Tout comme il est du devoir des citoyens de veiller à empêcher que l’État ne fasse usage de ces pouvoirs pour outrepasser son autorité et ses compétences, fait observer M. Allain, une telle mesure de contrôle s’impose maintenant à l’endroit des instances dirigeantes des universités afin de protéger la liberté académique, qui peut être menacée autant de l’intérieur que de l’extérieur des institutions.
     
Dans leur argumentation, les avocats de l’université font valoir que Mme Marsden n’occupe pas une charge publique et qu’elle n’est tenue d’aucun devoir public, et que les universités sont apparentées à bon nombre d’institutions privées non gouvernementales établies par une loi et administrées par des dirigeants qui puisent leurs pouvoirs, fonctions et responsabilités dans cette loi constitutive. Ces avocats soutiennent donc qu’il n’est pas approprié d’étendre le délit d’action fautive dans des fonctions officielles aux titulaires d’une charge créée par une loi, tels que les recteurs d’université.
     
Dans sa décision que l’Université York souhaitait contester en appel devant la Cour suprême, la Cour d’appel de l’Ontario s’explique ainsi : « S’il est vrai que la rectrice de l’université n’est pas assujettie au contrôle gouvernemental, elle n’en demeure pas moins, pour d’autres aspects, soumise au régime du droit public.
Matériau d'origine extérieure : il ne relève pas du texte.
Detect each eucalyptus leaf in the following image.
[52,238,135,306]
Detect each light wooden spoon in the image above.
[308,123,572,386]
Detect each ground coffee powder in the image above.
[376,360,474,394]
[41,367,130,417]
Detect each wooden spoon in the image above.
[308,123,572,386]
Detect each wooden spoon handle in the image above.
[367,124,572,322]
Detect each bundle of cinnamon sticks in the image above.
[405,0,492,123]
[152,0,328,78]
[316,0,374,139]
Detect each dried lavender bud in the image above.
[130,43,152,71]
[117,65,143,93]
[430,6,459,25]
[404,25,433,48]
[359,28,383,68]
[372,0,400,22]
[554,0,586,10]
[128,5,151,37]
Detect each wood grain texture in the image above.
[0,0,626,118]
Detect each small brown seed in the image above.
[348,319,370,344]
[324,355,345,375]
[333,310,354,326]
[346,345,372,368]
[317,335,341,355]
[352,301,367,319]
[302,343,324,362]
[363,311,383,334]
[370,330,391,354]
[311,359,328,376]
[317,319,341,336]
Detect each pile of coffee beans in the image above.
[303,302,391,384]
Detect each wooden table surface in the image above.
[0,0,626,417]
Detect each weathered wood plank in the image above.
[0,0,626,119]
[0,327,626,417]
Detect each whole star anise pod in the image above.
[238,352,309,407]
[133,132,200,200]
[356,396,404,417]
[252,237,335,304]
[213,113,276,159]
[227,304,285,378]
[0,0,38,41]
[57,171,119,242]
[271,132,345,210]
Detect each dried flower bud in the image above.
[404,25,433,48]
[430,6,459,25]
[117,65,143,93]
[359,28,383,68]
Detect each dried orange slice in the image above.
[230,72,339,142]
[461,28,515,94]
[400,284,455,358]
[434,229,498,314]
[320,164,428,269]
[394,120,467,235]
Les mesures disciplinaires qu’elle a imposées à l’appelant relèvent essentiellement de son pouvoir de décision conféré par la loi, et, dans ce sens, sa décision était exposée à une révision judiciaire... La demande (de M. Freeman-Maloy) doit suivre son cours devant les tribunaux de sorte qu’elle puisse être examinée en détail sur le fondement d’une preuve contextuelle et à la lumière des autres réclamations de l’appelant. » (traduction libre)
     
C’est donc la décision de la Cour d’appel de l’Ontario, ainsi maintenue par la Cour suprême, qui aura tranché la question pour l’instant. Si, en l’absence d’une entente, l’affaire doit se poursuivre devant les tribunaux, l’Université York peut toujours avancer que Mme Marsden n’occupe pas une charge publique et que, en décidant sommairement d’interdire l’accès du campus à M. Freeman-Maloy, elle n’a pas abusé des pouvoirs que lui confère la loi constitutive de l’Université York de 1965.
     
Dans sa plaidoirie devant la Cour suprême, l’avocat de M. Freeman-Maloy, Me Peter Rosenthal, a signalé qu’il était « ironique que la rectrice Marsden ait recours aux deniers publics pour essayer d’établir qu’elle n’est pas titulaire d’une charge publique, de sorte à empêcher que ne soit débattu en cour le bien-fondé de l’allégation d’abus de ses fonctions officielles ».

En plus de rejeter l’appel de l’Université York, la Cour suprême du Canada a mis les dépens à la charge de celle-ci.